LTX-2.3
Identity
| Property |
Value |
| ID |
ltx-2.3 |
| Parameters |
22B (dev/distilled checkpoints) |
| HuggingFace |
affectively-ai/ltx-2.3 (base: Lightricks/LTX-2.3) |
| Quantization |
SafeTensors checkpoints (BF16/FP16) |
| License |
LTX-2 Community License Agreement (HF metadata: other) |
Axis 1: Architecture
| Property |
Value |
| Family |
Diffusion Transformer (DiT), joint audio-video generation |
| Checkpoint set |
ltx-2.3-22b-dev, ltx-2.3-22b-distilled, LoRA + temporal/spatial upscalers |
| Primary task design |
Text/Image conditioned video synthesis, optional audio generation |
| Attention/latent internals |
Not fully specified in published card metadata |
| Training/release orientation |
Open-weight foundation + distilled inference checkpoint |
Architecture assessment: LTX-2.3 is a specialist diffusion family for generative video.
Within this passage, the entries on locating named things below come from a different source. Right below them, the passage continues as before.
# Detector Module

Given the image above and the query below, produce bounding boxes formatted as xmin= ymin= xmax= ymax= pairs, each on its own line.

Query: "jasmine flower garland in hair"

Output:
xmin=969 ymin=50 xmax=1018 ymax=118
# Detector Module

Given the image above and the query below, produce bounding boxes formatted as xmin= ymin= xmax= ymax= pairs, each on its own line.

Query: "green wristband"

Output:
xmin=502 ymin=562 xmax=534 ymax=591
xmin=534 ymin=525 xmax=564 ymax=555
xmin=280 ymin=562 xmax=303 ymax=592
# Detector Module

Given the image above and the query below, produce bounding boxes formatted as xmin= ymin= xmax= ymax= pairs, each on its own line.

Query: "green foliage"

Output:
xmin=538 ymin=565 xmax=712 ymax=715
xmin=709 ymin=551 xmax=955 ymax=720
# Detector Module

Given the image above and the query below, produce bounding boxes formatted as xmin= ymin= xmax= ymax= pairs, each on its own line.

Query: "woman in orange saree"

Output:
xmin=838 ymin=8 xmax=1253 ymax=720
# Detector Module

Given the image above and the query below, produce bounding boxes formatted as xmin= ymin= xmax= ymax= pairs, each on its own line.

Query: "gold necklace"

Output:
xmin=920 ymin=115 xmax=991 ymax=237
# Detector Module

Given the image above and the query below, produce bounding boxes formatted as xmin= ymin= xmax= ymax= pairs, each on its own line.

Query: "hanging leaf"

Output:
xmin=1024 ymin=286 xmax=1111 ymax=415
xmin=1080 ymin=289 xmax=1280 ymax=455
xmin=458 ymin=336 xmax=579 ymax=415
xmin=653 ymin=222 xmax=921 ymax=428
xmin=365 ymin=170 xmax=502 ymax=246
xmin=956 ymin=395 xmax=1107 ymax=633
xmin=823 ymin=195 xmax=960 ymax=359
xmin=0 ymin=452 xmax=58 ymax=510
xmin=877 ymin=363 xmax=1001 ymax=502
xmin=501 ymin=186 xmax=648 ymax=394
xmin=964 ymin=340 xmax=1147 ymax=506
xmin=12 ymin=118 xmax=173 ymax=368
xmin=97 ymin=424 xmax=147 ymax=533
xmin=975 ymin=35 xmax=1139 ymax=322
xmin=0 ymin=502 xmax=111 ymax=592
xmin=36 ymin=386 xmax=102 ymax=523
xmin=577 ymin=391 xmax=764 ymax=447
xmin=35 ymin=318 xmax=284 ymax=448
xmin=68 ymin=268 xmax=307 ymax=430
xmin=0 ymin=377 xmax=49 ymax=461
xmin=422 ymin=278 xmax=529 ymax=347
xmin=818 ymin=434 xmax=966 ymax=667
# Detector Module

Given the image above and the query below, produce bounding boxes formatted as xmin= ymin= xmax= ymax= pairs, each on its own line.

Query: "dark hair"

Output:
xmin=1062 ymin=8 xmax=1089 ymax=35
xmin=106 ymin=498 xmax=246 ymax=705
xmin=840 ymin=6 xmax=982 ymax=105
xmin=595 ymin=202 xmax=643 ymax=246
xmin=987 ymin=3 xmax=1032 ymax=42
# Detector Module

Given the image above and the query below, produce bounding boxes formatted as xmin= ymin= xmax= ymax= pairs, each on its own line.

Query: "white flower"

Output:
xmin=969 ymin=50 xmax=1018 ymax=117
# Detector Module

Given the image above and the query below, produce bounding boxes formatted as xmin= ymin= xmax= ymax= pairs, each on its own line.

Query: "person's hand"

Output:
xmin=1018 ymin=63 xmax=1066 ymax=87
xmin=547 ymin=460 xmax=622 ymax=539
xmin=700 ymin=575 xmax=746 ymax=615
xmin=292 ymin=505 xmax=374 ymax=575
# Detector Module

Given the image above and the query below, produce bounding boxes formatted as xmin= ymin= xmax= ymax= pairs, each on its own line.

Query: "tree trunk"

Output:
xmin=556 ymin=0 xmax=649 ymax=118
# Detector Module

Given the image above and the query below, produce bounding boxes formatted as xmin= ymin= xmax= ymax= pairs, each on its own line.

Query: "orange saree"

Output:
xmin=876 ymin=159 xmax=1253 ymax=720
It is not a chat transformer and should be routed through a diffusion-native runtime path for full quality.
Axis 2: Runtime
| Runtime |
Viable |
Notes |
| WASM (browser) |
No |
22B checkpoint family is beyond practical browser constraints |
| ONNX/WebGPU |
No |
No maintained ONNX/WebGPU path in this deployment |
| Native (device) |
Conditional |
Possible on high-end local GPU setups |
| Edge Worker |
No |
Worker memory/runtime ceilings are too small |
| Cloud Run (distributed CPU lane) |
Yes |
Current Aether route for API readiness and compatibility |
| Cloud GPU |
Conditional |
Best fit for full-quality denoising pipelines |
Primary runtime: Cloud Run distributed coordinator/layer topology for routing and compatibility today; dedicated diffusion-native execution is the quality path.
Axis 3: Modality
| Property |
Value |
| Input |
Text and/or image conditioning (plus optional audio workflows upstream) |
| Output |
Video (with optional synchronized audio in upstream LTX workflows) |
| Category |
Image-to-video / text-to-video |
Axis 4: Task Fitness
| Task |
Fitness |
Notes |
| Prompted short-form video generation |
Very good |
Core capability of the model family |
| Image-conditioned video generation |
Very good |
First-class upstream task |
| Audio-synchronized AV generation |
Good |
Supported in upstream LTX stack; runtime integration maturity varies |
| Document OCR / VLM reasoning |
Poor |
Wrong model class for extraction/reasoning tasks |
Role in the zoo: Primary modern video-generation specialist. Route video requests here instead of overloading vision-language chat stacks.
Axis 5: Operational Cost
| Property |
Value |
| Checkpoint footprint |
~44 GB for the core 22B checkpoints (plus upscalers) |
| Cloud Run topology |
1 coordinator + 4 layer services (current distributed lane) |
| Cloud Run resources |
2 vCPU / 4 GiB per service (current baseline config) |
| Timeout profile |
600s request budget for long diffusion-style operations |
| Idle cost |
~$0/month when min-instances remain 0 |
| Cold start profile |
Noticeable on scale-from-zero; acceptable for non-realtime video jobs |
Verdict
LTX-2.3 is the right specialist for video synthesis workloads in this model zoo. Keep it on an explicit video/diffusion routing lane, and avoid treating it like a chat model. For best quality, prioritize a dedicated diffusion-native runtime over compatibility inference shims.